Two points a and b are said to be connected if they both belong to `Yes'(No) region and there exists a continuous path from a to b that passes only through `Yes'(No) region. For example, all points in x1<x2 region are connected. But a point a in x1<x2 and b in x1>x2 are not connected since any path from a to b must pass through the line x1=x2 which is a `No' region.

Computational Model

The model of computation here is a linear decision tree, which takes as input X and outputs `Yes' or `No' depending on whether X satisfies the given property P or not. For EDP, the decision tree outputs `Yes` if all the elements are distinct and `No' otherwise. Each internal node v of the tree contains a linear function in input variables d_v(X) and three edges: >0, <0 and =0. Given an input vector X, we decide to take the branch corresponding to the value of d_v(X). Computation starts at the root node and control branches recursively to its children. The decision is made when control reaches a leaf. Each leaf node is labelled `Yes' or `No'. We can think of the decision tree as a function F : Rn → {Yes,No} .

Linear decision trees have the following geometric interpretation: Each internal node defines a hyperplane with equation d(X).

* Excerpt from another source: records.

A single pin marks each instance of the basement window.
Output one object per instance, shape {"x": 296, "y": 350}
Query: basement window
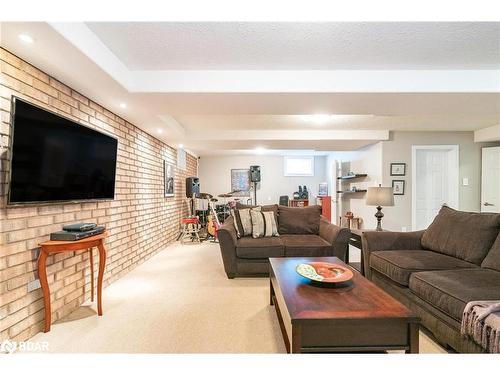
{"x": 299, "y": 166}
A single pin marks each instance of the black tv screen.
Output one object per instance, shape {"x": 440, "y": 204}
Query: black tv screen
{"x": 56, "y": 159}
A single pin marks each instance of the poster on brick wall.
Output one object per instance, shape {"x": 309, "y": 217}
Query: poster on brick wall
{"x": 168, "y": 172}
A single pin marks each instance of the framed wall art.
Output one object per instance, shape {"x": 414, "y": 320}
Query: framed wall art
{"x": 169, "y": 180}
{"x": 240, "y": 182}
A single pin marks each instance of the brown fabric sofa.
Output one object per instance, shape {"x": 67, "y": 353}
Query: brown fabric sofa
{"x": 436, "y": 272}
{"x": 303, "y": 232}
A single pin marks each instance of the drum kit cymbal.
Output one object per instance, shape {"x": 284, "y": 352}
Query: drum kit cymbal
{"x": 222, "y": 209}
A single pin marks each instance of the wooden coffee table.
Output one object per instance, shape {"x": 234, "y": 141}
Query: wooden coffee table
{"x": 357, "y": 317}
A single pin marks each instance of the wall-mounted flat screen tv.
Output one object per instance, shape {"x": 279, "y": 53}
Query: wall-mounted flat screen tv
{"x": 56, "y": 159}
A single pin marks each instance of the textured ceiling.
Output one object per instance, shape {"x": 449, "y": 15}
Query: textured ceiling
{"x": 302, "y": 46}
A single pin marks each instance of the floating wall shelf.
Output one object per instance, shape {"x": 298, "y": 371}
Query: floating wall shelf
{"x": 351, "y": 176}
{"x": 350, "y": 191}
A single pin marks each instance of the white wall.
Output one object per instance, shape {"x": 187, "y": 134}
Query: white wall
{"x": 366, "y": 160}
{"x": 398, "y": 149}
{"x": 375, "y": 160}
{"x": 215, "y": 176}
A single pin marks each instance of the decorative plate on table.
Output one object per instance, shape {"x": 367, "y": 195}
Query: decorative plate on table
{"x": 324, "y": 272}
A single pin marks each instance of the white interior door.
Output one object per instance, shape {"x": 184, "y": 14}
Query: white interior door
{"x": 434, "y": 182}
{"x": 490, "y": 180}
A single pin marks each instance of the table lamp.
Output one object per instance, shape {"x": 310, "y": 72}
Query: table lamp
{"x": 379, "y": 196}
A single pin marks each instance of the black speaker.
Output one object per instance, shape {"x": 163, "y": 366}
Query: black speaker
{"x": 255, "y": 173}
{"x": 192, "y": 186}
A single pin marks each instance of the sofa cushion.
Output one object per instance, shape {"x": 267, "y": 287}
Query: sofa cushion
{"x": 263, "y": 223}
{"x": 492, "y": 260}
{"x": 465, "y": 235}
{"x": 306, "y": 245}
{"x": 398, "y": 265}
{"x": 449, "y": 291}
{"x": 259, "y": 248}
{"x": 299, "y": 220}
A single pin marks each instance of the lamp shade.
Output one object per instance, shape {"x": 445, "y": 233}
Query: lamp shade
{"x": 380, "y": 196}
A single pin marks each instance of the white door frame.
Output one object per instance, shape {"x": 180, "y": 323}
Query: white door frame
{"x": 455, "y": 175}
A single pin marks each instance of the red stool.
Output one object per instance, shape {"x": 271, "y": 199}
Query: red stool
{"x": 190, "y": 229}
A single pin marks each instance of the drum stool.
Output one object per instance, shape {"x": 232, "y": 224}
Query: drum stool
{"x": 190, "y": 229}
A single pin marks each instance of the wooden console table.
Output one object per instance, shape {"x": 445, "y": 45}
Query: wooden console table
{"x": 87, "y": 244}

We branch at a node depending on whether the input is above, below or on the hyperplane. Let l be a leaf node. Consider the set of all input points R(l) that reach the leaf node l. The set R(l) contains all the points which satisfy the inequalities or equalities along its root-to-leaf path. Since such a set is formed by intersection of half-planes, the resulting set must be a convex region. A convex region is always connected. Hence, a single leaf node can accommodate only one connected component.

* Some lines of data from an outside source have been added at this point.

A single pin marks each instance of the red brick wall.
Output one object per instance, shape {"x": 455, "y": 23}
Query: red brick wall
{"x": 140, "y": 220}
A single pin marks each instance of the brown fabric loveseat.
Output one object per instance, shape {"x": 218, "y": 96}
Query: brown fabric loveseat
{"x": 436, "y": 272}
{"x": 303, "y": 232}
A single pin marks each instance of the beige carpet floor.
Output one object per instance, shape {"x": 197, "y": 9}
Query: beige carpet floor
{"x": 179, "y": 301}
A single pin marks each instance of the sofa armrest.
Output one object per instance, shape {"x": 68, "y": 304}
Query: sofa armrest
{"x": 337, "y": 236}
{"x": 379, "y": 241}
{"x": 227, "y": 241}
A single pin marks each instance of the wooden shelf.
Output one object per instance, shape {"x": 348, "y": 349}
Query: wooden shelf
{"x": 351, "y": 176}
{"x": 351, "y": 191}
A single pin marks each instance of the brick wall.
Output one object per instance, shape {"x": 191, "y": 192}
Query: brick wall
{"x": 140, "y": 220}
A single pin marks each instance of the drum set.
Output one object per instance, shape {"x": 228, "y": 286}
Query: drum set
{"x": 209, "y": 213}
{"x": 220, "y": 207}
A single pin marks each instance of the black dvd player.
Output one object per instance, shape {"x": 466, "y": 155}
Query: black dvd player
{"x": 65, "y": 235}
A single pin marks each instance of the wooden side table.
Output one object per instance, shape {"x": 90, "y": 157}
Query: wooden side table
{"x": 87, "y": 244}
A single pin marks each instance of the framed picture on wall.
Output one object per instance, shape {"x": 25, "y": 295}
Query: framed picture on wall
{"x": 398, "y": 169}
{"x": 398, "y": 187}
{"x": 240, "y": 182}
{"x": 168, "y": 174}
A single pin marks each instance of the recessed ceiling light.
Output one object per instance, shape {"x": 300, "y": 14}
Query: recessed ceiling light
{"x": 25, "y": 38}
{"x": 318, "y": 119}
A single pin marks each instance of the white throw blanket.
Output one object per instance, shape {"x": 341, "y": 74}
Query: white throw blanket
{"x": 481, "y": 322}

Claim 1. If two points a and b reach a leaf  then any point that is a convex combination of a and b must also reach the same leaf.

Bound on the height of the tree

The number of leaves is at least the number of connected components in \$F^{-1}(Yes)\$ and \$F^{-1}(No)\$. It follows that the height of the linear decision tree must be at least \$\log_{3}( F^{-1}(Yes) + F^{-1}(No) )\$, implying a lower bound on the number of comparisons the linear decision tree must make in order to give the correct answer.

Number of connected components in EDP problem

All that we have to do is get a lower bound of the number of connected components.

Claim 2. There are n! 'Yes' connected components in R^n.

Take a point a in R^n with all distinct coordinates and let b be a non-identical permutation of coordinates of a. For example, if a=(1,4,5) then b can be (4,5,1) in R^3. Since b is a non-identical permutation of a, there must be an inversion pair (i,j). i.e there must be two coordinates i and j such that a_i > a_j and b_i < b_j or vice versa. Can inputs a and b reach the same leaf? This is not possible since the straight line connecting a and b must pass through some point with x_i=x_j. So there exists a convex combination of a and b which belongs to 'No' region(which contradicts Claim 1). Every non-identical permutation of a is in a connected component of its own, hence there are n! connected components.

Claim 3. The height of the decision tree must be at least log(n!) = Ω(n log n).

Takeaway Puzzle: Prove an Ω(n log n) lower bound for the following problem by reducing from EDP: Given an array of numbers is there a contiguous subsequence whose sum is zero?